La crainte n’est donc pas ce qui pourrait faire la nullité d’une convention, notamment parce que l’on peut établir une convention légalement encadrée tout en étant sous l’emprise de la crainte. C’est ce que Hobbes essaye de nous expliquer en mentionnant la « fermeté » (ligne 8 ) de la convention. Il nous dit ainsi que ce que nous faisons sous l’emprise de la  crainte n’est pas forcément moins « ferme » que ce nous faisons par convoitise. Si la convention établie entre le père et son fils dans l’exemple cité n’était pas légale aux yeux de la loi, ce qui a permis a celle-ci d’être annulée, il est possible d’établir des conventions « fermes », légalement encadrées, qui sont tenues d’être respectées, même si au moment où l’on s’est engagé on était dans la même situation morale que celle du fils face à son père: craignant quelque chose fortement. Dans ce cas, la convention ne sera pas annulée, elle existera tout aussi « fermement » qu’une autre convention qui n’a pas été faite sous une telle inquiétude. Hobbes va plus loin, en posant que non seulement ces deux types de conventions peuvent être tout aussi « fermes » (légales), mais aussi qu’elles découlent au final d’une action volontaire: même ce que j’ai décidé de faire en ayant peur découle de ma volonté, c’est la décision qui m’a semblé la meilleure au moment où je l’ai prise, comme une décision faite par quelqu’un qui n’a aucunement peur. En affirmant ceci, Hobbes réuni les conventions établies sous l’emprise de la peur de celles qui ne l’ont apparemment pas été: dans les deux cas j’ai voulu faire une chose à un moment donné. Je peux changer d’avis ultérieurement, même si au moment où j’ai établi la convention je n’avais pas forcément peur.
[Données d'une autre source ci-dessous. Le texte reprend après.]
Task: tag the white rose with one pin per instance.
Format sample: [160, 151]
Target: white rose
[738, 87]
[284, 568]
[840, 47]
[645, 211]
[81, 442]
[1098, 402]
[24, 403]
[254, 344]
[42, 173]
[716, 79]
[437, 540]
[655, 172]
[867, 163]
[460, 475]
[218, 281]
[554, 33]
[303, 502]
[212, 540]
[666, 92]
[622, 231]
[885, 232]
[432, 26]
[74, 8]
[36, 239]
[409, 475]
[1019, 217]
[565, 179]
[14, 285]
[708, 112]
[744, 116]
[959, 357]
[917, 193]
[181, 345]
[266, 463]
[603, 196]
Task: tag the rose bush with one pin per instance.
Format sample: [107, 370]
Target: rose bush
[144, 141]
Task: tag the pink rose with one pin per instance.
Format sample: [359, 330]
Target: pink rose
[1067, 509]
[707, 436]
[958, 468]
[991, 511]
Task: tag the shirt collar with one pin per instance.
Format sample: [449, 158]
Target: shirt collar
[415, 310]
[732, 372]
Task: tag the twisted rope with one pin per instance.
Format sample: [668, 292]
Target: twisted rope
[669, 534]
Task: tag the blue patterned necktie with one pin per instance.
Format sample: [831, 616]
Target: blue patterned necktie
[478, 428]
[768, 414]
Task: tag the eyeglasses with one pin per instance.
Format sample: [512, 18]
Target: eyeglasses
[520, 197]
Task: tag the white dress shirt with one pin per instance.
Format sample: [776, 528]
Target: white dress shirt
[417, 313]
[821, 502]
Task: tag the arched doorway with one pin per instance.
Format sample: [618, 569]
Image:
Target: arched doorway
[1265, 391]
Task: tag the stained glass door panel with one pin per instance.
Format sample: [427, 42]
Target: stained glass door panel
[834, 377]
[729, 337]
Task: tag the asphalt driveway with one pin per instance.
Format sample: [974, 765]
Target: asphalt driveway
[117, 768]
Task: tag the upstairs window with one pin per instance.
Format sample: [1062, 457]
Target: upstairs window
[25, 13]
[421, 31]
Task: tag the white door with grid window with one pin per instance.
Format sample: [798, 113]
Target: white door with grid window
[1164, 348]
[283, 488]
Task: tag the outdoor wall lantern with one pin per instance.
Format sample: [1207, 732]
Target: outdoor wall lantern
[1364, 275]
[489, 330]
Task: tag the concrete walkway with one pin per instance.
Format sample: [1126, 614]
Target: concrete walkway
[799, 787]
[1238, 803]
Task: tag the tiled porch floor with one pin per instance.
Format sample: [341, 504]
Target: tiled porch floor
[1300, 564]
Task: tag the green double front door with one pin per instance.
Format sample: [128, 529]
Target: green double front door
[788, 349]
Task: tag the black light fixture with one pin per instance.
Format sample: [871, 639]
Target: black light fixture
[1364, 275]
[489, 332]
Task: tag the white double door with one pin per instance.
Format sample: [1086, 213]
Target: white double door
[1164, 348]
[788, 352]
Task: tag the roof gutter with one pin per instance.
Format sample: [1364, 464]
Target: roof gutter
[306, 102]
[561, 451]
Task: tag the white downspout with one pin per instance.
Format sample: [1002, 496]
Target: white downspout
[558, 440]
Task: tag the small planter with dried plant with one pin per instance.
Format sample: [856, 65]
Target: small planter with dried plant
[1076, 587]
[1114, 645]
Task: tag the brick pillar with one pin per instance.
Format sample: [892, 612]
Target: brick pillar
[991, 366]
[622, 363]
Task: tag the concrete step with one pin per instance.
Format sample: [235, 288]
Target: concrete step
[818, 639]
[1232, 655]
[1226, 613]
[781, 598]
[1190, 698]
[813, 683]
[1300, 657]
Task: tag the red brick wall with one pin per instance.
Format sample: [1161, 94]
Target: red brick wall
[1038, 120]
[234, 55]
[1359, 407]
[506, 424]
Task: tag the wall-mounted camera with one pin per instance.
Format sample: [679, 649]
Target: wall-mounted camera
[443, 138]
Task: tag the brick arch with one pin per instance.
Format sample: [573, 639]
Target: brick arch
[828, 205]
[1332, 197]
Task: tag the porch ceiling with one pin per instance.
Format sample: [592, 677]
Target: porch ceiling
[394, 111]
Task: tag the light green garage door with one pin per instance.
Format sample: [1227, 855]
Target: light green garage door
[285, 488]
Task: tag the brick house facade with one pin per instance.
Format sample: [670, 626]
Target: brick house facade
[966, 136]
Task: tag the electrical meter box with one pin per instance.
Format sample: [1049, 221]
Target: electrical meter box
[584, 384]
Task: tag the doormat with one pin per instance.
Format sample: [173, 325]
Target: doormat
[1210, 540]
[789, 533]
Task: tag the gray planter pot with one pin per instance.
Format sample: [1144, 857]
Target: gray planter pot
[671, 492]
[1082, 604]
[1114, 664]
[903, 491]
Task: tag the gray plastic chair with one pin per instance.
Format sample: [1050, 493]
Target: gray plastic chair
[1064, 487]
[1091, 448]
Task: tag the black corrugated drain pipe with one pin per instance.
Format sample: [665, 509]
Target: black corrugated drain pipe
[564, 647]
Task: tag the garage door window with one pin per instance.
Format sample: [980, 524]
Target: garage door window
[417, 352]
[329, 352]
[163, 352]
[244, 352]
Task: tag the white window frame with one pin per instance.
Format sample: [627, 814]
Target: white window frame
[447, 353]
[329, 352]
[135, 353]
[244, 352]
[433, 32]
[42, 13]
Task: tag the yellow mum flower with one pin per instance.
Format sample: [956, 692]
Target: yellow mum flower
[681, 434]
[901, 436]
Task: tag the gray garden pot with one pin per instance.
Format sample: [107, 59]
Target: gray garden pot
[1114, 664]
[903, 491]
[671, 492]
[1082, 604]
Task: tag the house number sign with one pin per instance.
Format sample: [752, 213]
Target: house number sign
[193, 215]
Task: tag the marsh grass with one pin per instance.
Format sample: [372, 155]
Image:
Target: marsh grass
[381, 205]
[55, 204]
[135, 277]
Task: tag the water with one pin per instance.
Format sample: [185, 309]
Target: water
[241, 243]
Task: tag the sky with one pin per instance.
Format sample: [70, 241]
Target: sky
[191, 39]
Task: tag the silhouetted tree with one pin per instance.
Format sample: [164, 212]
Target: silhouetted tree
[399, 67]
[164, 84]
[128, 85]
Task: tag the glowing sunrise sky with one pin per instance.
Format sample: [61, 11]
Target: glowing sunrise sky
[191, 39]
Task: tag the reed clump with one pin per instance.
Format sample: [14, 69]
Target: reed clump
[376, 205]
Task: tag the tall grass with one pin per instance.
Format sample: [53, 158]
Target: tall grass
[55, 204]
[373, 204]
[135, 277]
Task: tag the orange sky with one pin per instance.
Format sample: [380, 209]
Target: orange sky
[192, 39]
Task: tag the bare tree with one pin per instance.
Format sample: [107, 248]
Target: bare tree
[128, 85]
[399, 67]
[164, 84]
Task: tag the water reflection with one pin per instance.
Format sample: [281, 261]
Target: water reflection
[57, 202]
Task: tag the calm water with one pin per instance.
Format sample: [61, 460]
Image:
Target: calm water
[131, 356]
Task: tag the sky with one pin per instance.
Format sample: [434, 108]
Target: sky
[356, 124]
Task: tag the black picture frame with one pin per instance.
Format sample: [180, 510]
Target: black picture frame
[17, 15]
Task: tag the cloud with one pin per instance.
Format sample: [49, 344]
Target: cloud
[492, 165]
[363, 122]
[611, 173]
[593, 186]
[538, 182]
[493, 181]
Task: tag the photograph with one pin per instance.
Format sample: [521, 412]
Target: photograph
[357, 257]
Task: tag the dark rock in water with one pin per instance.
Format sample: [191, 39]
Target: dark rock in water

Dans une deuxième partie du texte (ligne 9-17) Hobbes va établir un raisonnement intéressant sur l’influence récurrente de la crainte lors de l’accord des conventions. Il prend ainsi l’exemple de la « paix entre des ennemis » (ligne 10) : en effet, une convention de paix est sans doute motivée par la crainte de la guerre et de la mort. Si on dit qu’une convention établie sous l’emprise de la peur est nulle, alors une convention de paix ne serait pas respectée: un Etat qui a envie de continuer de faire la guerre, qui a signé une convention de paix à laquelle il n’est pas obligé de tenir continuera de faire la guerre. La crainte apparait alors comme un moteur des conventions: c’est toujours par crainte que « quelque chose de pire arrive » que je contracte avec autrui, que j’établi un consensus afin qu’il ne me fasse pas de « mal », et pour qu’il ne me fasse pas de « mal » je suis tenu de ne pas lui faire de « mal » non plus: il s’agit d’une restriction mutuelle de petites libertés qui étend une liberté plus essentielle, celle de vivre. Et c’est alors par la crainte que les conventions obtiennent de la force, de la « fermeté »: en craignant quelque chose, je m’engage à faire quelque chose d’autre, qui me semble le mieux à faire, même si cela nuit à ma liberté, pour ne pas subir l’élément craintif. Si je n’avais peur de rien je n’établirai pas de convention car cela ne m’arrangerai pas de restreindre ma liberté en ayant une obligation envers autrui alors que je n’ai pas besoin de l’obligation de l’autre envers moi. Et c’est ainsi que « les loi sont toutes consenties» (ligne 12) : j’accepte de restreindre ma liberté de ne pas tuer autrui afin de ne pas pouvoir me faire tuer par autrui. J’ai peur de me faire volé, j’accepte de ne pas voler autrui pour qu’autrui ne me vole pas en retour. C’est toujours la crainte de quelque chose qui me fait adhérer à une loi. On ne tue pas un prisonnier de guerre car on a peur de quelque chose à laquelle il peut remédier si on le garde en vie. On établi une convention avec le prisonnier, qui lui a peur de la mort. Chaque partie à la convention a sa peur et toutes les conventions sont exécutées en fonction de cette crainte mutuelle des parties.